Thursday the lead developer presented me with the solution they had chosen for the database behind the Showcase portal. Finding the right database or CMS (or building one from scratch) that will do what we want it to do was a crucial decision. Search is hard, which is why most places leave it to Google or some other major company that has mastered search algorithms.
What Dave and Patrick have found is
crate.io and
elastic.co. There were a lot of factors that went into their decision. Friday they built a test version with very basic data. It works for the simplest of our fields. Next week they will move on and add more complicated fields, ones that include synonyms. That's a big factor in making this work.
At this point, though, they have the first step down toward proof of concept. It's pretty exciting to see a working prototype, even if it has fake data and limited fields.
As for my part, I am reading through the documentation on crate and elastic. There are decisions to make:
- Do we want to expand or contract the synonym search? (See below.)
- Do we want to apply analyzers and filters at the point of indexing, at the point of search, or both?
- We need to finalize the controlled vocabulary and synonyms so the synonym file can be built.
- Do we need custom stop words or stems?
These are some of the questions we will need to address in the meeting scheduled for Monday morning.
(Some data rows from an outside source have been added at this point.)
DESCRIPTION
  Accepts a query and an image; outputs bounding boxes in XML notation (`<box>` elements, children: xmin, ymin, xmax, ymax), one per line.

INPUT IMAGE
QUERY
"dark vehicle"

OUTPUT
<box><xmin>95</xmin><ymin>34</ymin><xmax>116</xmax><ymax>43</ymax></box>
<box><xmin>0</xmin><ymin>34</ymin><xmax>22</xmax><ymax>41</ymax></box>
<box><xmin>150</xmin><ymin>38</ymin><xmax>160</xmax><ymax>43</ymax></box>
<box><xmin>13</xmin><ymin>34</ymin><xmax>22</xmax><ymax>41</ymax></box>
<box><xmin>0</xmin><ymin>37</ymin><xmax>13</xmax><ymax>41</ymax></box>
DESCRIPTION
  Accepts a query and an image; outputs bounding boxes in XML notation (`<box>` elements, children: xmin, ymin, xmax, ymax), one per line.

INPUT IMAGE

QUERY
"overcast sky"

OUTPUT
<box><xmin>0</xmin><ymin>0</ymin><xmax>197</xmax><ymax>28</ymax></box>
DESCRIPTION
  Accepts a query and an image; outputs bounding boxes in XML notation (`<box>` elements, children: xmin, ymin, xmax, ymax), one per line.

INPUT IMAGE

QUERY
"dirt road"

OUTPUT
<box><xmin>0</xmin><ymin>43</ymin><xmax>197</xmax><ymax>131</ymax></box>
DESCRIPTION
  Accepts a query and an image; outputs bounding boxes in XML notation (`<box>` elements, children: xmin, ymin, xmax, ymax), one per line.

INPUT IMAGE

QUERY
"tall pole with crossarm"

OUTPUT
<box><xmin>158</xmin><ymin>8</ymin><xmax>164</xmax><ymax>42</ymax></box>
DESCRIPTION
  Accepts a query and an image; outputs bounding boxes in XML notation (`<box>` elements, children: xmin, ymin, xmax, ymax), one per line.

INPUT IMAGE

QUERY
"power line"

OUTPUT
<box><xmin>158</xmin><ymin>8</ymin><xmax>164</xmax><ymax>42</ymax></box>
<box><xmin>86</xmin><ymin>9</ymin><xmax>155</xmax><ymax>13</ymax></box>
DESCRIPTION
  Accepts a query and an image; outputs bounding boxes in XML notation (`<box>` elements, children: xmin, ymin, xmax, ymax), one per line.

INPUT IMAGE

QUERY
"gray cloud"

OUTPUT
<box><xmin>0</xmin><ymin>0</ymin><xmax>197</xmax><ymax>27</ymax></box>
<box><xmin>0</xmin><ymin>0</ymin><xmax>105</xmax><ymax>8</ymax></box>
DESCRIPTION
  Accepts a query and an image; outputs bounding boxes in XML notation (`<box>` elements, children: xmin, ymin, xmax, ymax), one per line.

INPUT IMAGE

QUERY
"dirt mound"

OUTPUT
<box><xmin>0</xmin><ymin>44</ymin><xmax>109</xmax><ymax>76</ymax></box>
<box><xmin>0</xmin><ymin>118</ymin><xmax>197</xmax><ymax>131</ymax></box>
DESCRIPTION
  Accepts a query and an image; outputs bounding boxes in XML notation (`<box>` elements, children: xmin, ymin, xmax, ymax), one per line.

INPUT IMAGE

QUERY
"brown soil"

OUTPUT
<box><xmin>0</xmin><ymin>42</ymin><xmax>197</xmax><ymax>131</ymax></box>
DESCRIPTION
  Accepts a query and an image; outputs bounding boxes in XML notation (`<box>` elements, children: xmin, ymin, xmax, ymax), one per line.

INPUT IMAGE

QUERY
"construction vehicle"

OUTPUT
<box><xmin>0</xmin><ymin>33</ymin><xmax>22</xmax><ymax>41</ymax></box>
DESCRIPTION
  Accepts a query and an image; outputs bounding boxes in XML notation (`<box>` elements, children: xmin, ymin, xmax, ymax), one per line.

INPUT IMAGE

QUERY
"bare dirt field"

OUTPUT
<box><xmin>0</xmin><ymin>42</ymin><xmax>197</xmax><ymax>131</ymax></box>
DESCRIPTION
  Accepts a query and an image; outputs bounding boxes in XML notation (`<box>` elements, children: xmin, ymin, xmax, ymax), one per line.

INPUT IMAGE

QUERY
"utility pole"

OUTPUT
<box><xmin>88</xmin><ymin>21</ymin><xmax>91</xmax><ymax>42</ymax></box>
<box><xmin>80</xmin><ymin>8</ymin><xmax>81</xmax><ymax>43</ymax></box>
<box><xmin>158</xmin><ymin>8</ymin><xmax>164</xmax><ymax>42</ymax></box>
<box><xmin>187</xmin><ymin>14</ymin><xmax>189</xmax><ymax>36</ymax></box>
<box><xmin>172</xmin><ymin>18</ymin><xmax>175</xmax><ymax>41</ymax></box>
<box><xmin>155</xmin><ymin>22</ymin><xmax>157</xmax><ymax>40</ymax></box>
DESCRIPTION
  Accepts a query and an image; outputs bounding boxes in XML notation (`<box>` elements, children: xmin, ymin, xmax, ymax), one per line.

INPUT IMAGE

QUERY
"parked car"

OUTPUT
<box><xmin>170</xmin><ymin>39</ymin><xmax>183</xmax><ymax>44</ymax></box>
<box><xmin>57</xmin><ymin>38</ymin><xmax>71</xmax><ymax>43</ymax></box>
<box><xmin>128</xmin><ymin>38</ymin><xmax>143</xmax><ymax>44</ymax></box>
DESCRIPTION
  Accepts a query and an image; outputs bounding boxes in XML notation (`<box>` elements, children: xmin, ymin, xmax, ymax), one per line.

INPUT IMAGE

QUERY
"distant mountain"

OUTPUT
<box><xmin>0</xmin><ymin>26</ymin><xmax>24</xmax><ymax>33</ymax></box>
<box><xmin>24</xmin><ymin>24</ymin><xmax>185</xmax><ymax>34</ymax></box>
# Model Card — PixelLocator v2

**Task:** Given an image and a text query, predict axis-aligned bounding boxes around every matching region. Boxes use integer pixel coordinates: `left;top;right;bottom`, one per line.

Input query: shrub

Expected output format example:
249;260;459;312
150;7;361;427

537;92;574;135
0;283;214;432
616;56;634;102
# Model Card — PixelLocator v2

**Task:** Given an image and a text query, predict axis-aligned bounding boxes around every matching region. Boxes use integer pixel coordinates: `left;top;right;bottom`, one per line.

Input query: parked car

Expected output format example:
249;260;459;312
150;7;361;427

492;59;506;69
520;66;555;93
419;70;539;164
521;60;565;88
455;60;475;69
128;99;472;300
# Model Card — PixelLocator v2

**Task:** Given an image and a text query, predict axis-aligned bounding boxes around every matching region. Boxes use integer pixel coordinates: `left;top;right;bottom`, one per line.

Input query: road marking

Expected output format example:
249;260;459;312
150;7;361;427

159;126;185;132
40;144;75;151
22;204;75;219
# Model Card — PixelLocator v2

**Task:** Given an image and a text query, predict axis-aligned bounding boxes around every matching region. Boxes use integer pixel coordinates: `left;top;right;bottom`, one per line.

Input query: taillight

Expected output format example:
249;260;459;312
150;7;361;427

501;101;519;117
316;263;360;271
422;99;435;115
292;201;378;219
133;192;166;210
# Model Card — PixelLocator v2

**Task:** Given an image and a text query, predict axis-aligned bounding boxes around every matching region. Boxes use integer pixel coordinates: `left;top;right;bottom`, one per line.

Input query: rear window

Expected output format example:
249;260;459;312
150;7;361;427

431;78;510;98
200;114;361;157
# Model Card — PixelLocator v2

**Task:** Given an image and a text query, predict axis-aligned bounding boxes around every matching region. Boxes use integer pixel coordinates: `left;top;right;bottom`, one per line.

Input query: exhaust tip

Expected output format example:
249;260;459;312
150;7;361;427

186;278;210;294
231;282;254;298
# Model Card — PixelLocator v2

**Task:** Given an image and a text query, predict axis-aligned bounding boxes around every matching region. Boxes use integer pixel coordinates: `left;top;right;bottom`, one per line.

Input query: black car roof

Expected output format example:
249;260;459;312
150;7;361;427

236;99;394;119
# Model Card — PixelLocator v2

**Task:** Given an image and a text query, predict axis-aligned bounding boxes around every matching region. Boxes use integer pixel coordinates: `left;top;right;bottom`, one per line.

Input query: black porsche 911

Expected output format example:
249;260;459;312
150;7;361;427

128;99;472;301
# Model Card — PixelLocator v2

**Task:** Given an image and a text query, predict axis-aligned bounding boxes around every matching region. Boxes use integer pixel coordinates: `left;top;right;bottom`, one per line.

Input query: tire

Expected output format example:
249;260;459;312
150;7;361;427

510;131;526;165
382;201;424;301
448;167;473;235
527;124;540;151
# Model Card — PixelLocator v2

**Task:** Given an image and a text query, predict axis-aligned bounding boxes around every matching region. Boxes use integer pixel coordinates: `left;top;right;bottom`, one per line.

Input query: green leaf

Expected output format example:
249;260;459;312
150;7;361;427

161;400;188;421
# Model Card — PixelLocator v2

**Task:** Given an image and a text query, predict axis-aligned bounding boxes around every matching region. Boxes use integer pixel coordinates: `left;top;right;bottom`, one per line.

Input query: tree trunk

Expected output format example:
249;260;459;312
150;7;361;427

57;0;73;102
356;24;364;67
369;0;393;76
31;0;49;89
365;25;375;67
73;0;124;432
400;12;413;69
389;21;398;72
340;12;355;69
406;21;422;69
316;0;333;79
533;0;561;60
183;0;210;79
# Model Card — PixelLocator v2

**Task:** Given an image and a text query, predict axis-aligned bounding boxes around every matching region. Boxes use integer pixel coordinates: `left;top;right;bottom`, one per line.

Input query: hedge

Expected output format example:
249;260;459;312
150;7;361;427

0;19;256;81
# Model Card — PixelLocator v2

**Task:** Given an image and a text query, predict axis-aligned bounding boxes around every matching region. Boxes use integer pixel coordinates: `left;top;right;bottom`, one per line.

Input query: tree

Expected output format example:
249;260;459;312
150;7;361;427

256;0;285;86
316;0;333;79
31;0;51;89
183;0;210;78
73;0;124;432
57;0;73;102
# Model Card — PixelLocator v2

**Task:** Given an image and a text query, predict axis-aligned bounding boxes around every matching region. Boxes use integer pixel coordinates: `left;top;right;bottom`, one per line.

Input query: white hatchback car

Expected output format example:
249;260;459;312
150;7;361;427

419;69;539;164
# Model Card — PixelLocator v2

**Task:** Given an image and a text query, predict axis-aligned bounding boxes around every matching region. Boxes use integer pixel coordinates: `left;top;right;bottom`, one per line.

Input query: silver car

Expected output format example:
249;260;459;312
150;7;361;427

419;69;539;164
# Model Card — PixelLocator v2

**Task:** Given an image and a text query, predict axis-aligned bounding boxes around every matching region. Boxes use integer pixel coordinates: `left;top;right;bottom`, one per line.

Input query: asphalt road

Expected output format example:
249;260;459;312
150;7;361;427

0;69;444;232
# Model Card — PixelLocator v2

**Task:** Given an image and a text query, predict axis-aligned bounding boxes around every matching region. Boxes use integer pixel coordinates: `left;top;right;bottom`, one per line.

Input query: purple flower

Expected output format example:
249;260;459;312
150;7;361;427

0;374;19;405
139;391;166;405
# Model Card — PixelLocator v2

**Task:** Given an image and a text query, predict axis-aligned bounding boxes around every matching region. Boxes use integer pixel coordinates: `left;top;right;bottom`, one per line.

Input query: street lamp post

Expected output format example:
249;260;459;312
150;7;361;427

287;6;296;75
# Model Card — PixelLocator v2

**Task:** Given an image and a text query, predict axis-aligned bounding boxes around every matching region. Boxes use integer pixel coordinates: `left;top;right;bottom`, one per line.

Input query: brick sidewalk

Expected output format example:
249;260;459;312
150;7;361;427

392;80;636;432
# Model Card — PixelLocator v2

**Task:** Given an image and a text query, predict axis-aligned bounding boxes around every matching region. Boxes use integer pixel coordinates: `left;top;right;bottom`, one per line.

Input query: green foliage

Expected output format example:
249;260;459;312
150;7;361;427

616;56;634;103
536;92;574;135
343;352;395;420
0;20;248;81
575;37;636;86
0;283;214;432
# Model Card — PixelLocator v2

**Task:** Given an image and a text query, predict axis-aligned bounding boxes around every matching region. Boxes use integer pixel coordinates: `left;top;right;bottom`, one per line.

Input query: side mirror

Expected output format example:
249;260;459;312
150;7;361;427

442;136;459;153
It looks like I will help build the synonym file once we decide if we are expanding or contracting. I have an Excel file started, but that isn't the format the working file needs to be in. I am not a programmer, but I am certainly capable of following the format to write the synonym file. And my working on that will speed up development since Dave and Patrick can concentrate on the rest of the code rather than taking time for a tedious task like that.
Regarding expanding or contracting, it isn't as simple as it seems at first. Here's an example:
In our synonym file, "physics" is a synonym for our term "science and mathematics". Projects will be tagged with "science and mathematics", so if someone searches for "physics", we want the search to actually match "science and mathematics".
If the search contracts, which seems like the logical choice, a search for "physics" would contract and return only projects tagged with "science and mathematics".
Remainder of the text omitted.